Thursday, 7 March 2013

Ganadores del Concurso de microrrelatos "Mujer y sociedad"

1º premio:


Carnaval

Disfrazarse es como todo, a algunas personas les gusta y a otras no. A ella no le gustaba. Pero iban a ir todas igual, y si no se disfrazaba tendría que quedarse en casa.
Cedió. Disfraz azul, con trasparencias. Muy sexy, la verdad. Zapatos de diez centímetros y labios rojos pasión. Tupé y alisado. Una imagen excepcional.
Llegaron al punto de encuentro y ellos, claro, no iban disfrazados.
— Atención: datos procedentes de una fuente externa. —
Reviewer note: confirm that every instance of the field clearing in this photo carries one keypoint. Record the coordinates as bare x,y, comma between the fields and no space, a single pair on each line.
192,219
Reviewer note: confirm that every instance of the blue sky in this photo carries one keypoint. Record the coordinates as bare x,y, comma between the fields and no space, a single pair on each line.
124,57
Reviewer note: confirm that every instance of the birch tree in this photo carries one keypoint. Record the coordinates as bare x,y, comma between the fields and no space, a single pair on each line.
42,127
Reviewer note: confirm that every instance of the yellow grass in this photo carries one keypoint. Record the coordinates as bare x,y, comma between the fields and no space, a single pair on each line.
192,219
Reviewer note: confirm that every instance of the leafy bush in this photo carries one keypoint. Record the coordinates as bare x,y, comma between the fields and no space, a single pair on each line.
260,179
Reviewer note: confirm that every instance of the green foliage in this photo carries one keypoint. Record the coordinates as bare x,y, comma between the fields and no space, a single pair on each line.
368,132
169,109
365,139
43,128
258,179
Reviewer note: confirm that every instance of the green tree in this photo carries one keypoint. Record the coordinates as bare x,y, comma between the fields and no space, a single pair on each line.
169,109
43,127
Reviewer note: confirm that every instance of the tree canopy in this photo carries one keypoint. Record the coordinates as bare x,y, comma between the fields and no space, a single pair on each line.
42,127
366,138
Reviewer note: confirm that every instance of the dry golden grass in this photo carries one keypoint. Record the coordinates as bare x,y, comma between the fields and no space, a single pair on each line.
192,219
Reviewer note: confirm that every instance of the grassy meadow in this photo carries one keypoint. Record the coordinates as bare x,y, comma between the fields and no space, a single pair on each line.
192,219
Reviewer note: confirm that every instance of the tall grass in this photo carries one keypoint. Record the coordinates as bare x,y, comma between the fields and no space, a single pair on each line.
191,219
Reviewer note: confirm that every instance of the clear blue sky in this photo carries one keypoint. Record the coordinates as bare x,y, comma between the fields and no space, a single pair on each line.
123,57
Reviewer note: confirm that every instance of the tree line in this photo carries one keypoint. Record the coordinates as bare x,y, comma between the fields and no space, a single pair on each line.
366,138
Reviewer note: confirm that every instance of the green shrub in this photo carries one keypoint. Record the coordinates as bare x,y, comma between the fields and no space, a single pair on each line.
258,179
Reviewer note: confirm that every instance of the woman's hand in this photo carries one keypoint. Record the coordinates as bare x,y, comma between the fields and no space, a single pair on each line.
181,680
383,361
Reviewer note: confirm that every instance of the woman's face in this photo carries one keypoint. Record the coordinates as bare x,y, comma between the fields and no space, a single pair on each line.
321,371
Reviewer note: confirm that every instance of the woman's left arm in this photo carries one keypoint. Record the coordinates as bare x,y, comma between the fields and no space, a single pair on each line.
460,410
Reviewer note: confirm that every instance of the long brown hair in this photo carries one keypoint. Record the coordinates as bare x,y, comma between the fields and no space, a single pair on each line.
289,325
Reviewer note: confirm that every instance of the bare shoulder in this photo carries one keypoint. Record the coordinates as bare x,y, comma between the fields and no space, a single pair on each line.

Llevaban pantalón y camisa. Zapatos planos. Por supuesto, sin maquillar. Quedaban ocho horas por delante y muchos retoques en el baño, muchos juegos de equilibrio sobre tacones y escaleras de almacén. Y estaba cansada antes de empezar, porque no sentirse ella misma la agotaba.
Así todos los días. Porque para ella ir a trabajar era como el carnaval. Y no es que no le gustara arreglarse, es que quería decidir cuándo hacerlo sin que de ello dependiera su trabajo.
Se abrochó el uniforme, se colgó la sonrisa y abrió las puertas. Un día más, el desfile iba a comenzar.

Eva Muñoz


2ºpremio

Adiós sin el corazón

Por mucho que dijeran con la boca chica sus familiares y amigos, la presión se masticaba en el ambiente y el aire era irrespirable. En el pueblo ya no la miraban igual desde los rumores de infidelidad. Con independencia de su veracidad, siempre algo queda, Eva se sentía marcada y desprotegida. Así que cuando se le acabaron las lágrimas, primero las de rabia, luego las de impotencia, y por último las de indefensión, decidió poner fin a un matrimonio en el que ya no creía. Con cabeza alta y paso decidido, se dirigió al dormitorio, abrió el falso cajón junto a la cama de matrimonio, y tras empuñar la pistola, sin vacilaciones, enfiló hacia el salón. A menos de un metro, tras cuadrarse, y sin pestañear, descerrajó un único, certero e inapelable disparo en pleno corazón del retrato de su esposo. Era el último favor que le hacía. “A fin de cuentas un cuadro con una historia detrás se vende mejor en el mercado, que se lo digan a Cela y su Miró rasgado”- pensó en voz alta sonriendo. Dejó el arma aún humeante y se marchó con lo puesto. Para el viaje de la libertad no precisaba alforjas.